To diagnose your dragon’s obesity, your vet may recommend weighing it and measuring its length and width. This will allow the vet to calculate your dragon’s Body Condition Score, which is an important factor in determining if your pet is obese. Additionally, your vet may perform a blood test to check for health issues that could be causing your dragon to gain weight.

Body scoring is used in mammals and reptiles and is a score from 1 to 9. 1 indicates the animal is highly emaciated and needs significant care to improve their health. 5 is considered an excellent body weight and 9 is morbidly obese (Gibbons, 2009).

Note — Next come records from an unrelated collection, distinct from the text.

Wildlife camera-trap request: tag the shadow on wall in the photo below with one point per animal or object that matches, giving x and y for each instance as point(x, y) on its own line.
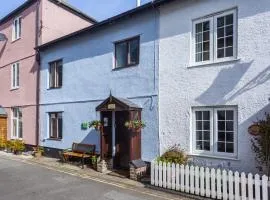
point(224, 83)
point(93, 137)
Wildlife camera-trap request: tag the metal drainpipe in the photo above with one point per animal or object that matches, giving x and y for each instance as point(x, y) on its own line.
point(37, 61)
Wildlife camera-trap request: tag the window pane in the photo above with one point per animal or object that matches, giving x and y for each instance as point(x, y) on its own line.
point(206, 36)
point(229, 30)
point(221, 43)
point(198, 135)
point(199, 145)
point(198, 57)
point(221, 136)
point(121, 54)
point(220, 21)
point(198, 27)
point(221, 126)
point(220, 32)
point(229, 19)
point(198, 115)
point(206, 26)
point(221, 115)
point(229, 126)
point(229, 52)
point(229, 148)
point(229, 41)
point(229, 115)
point(221, 147)
point(220, 53)
point(134, 51)
point(199, 125)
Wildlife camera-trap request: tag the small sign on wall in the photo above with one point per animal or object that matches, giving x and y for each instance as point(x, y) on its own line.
point(111, 106)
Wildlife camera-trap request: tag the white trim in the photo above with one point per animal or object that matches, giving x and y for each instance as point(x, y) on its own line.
point(213, 132)
point(14, 77)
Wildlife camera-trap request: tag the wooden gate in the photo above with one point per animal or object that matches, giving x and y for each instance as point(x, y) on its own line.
point(3, 128)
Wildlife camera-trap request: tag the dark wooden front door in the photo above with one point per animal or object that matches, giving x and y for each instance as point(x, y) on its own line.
point(106, 118)
point(122, 140)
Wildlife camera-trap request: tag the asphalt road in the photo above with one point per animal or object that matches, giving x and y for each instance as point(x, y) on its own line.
point(22, 181)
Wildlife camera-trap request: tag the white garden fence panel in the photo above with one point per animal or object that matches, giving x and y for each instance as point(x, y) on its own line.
point(212, 183)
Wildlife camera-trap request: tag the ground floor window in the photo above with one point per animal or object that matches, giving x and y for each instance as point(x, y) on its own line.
point(215, 131)
point(55, 125)
point(17, 125)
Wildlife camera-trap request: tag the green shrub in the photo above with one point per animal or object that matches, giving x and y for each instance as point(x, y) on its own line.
point(174, 155)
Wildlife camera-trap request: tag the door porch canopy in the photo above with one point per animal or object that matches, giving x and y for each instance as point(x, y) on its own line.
point(117, 104)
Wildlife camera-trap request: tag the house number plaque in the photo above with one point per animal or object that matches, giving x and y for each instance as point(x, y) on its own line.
point(111, 106)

Once your vet has diagnosed your dragon’s obesity, they will recommend a treatment plan that may include dietary changes, increased physical activity, and medical treatments. A diet change may include decreasing the amount of high-calorie foods, such as insects and fruits, and increasing the amount of leafy greens and vegetables.

Increasing the amount of physical activity can be done by providing your dragon with an enclosure that includes plenty of room to move around and providing items such as branches and rocks to encourage movement. If your dragon is still not losing weight, your vet may recommend certain medication or supplements to help your pet reach a healthy weight.

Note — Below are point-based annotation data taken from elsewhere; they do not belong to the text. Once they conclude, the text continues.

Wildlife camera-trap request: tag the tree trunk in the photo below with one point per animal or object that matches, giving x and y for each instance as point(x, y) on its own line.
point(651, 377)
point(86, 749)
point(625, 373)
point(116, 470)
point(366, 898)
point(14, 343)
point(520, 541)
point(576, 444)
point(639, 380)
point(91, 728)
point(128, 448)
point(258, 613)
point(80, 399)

Dietary Considerations for a Bearded Dragon with Obesity

A balanced diet for a bearded dragon with obesity should include a variety of nutritious foods, such as dark leafy greens and some insects. Feeding your bearded dragon a variety of these items will ensure they get the necessary vitamins and minerals while still maintaining a healthy weight. You should limit treats or sugary items such as fruits as they are not beneficial to your dragon’s health. Additionally, you should be mindful of the quantity of food you are feeding your dragon as well as how often. Bearded dragons should eat small, frequent meals throughout the day.

Finally, it is important to note that providing your bearded dragon with adequate exercise is also important in helping them maintain a healthy weight. Allowing your bearded dragon to explore their habitat, providing them with toys to play with, and encouraging them to move around will help them stay active. Additionally, decreasing the amount of time they spend in their basking spot will also help keep their weight in check.

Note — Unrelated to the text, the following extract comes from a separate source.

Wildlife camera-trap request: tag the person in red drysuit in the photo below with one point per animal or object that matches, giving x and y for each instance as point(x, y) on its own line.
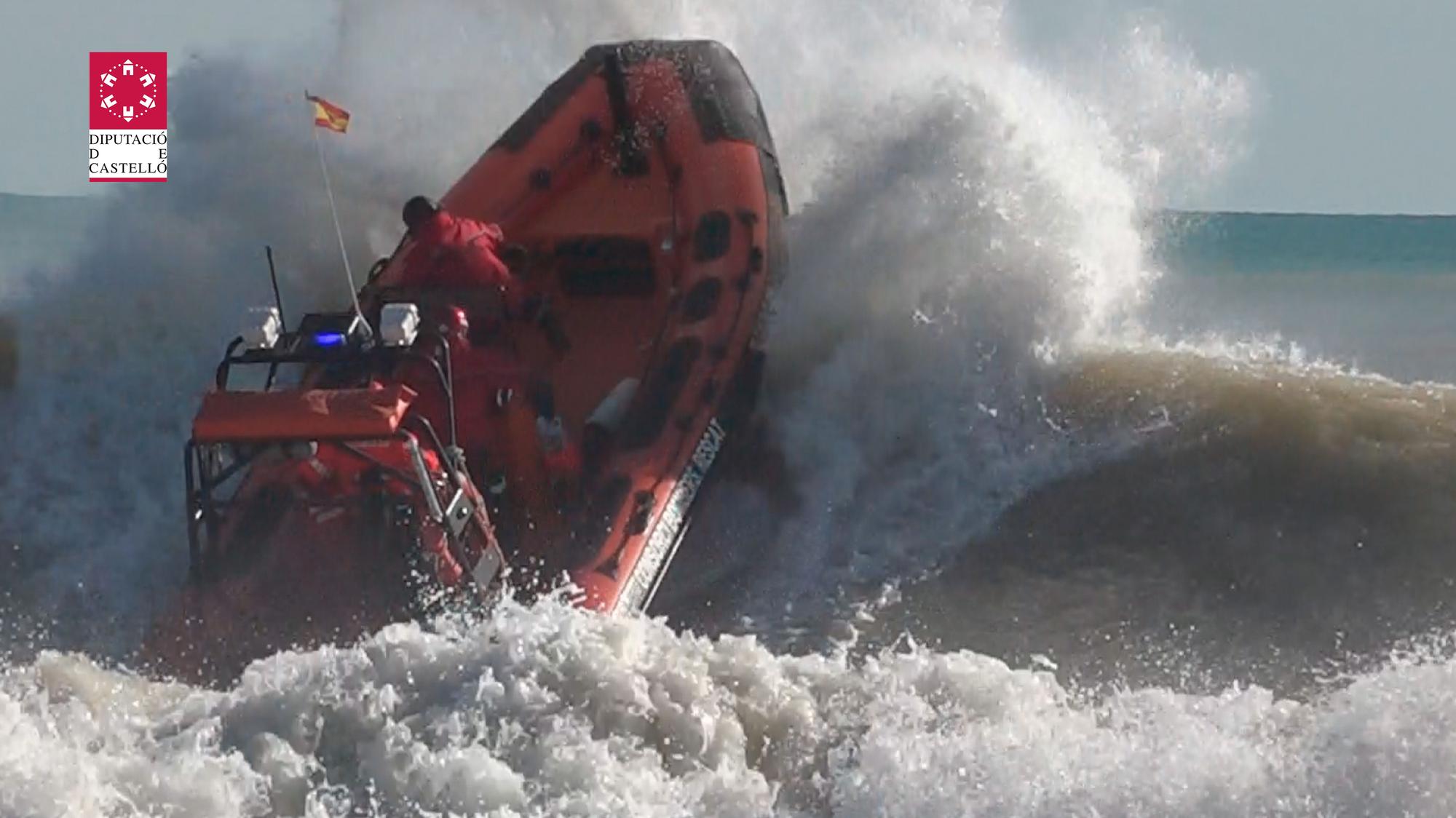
point(464, 254)
point(456, 253)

Exercise and Activity for a Bearded Dragon with Obesity

One way to ensure your bearded dragon stays active and healthy is to provide them with an environment that encourages movement. Offer a variety of surfaces for your bearded dragon to climb and explore, such as logs, rocks, branches, and other natural features. Make sure to provide enough space for them to move around, as a smaller enclosure can make them feel trapped and more sedentary.

You can bring your bearded dragon out of their enclosure and allow them to roam around the room you’re in which will give them some good exercise. Do make sure they’re not interacting with other pets and are never left unsupervised as they can get into some spaces you may not be able to find them again. Other pets may decide they look like a tasty treat – even our soft dog gets interested when the beardie is roaming. The same goes for kids in the room – don’t leave them unattended with the dragon unless they’re old enough to understand how to handle them properly.

You can also provide them with a shallow pool of water and let them play in it, or even swim if they enjoy it – though many don’t. This helps stimulate their senses and encourages them to move around. With regular exercise and activities, your bearded dragon is sure to stay fit and healthy.

Summary

Bearded dragon obesity is an ever-increasing problem in the pet reptile world, and the causes can vary from owner neglect to improper diet and exercise. Knowing the signs of an overweight bearded dragon and the risks associated with obesity can help owners prevent and properly diagnose and treat the issue.

The most common cause of obesity in bearded dragons is overfeeding. Owners may not realize that their pet is getting too much food, or may not recognize the signs of a healthy weight. Other causes include too little exercise, too much calcium in the diet, and not enough UVB exposure.

Signs of an overweight bearded dragon include a large belly, lack of energy, and difficulty using their back legs to move or climb. If left untreated, the dragon may suffer from physical issues such as difficulty breathing, skin health issues, and heart problems.

Preventing obesity in bearded dragons begins with proper diet and exercise. Owners should be feeding their dragon a balanced diet of insects and vegetables, and providing them with plenty of opportunities to move and explore. It is also important to monitor the amount of food given, and to make sure the dragon is getting enough UVB exposure.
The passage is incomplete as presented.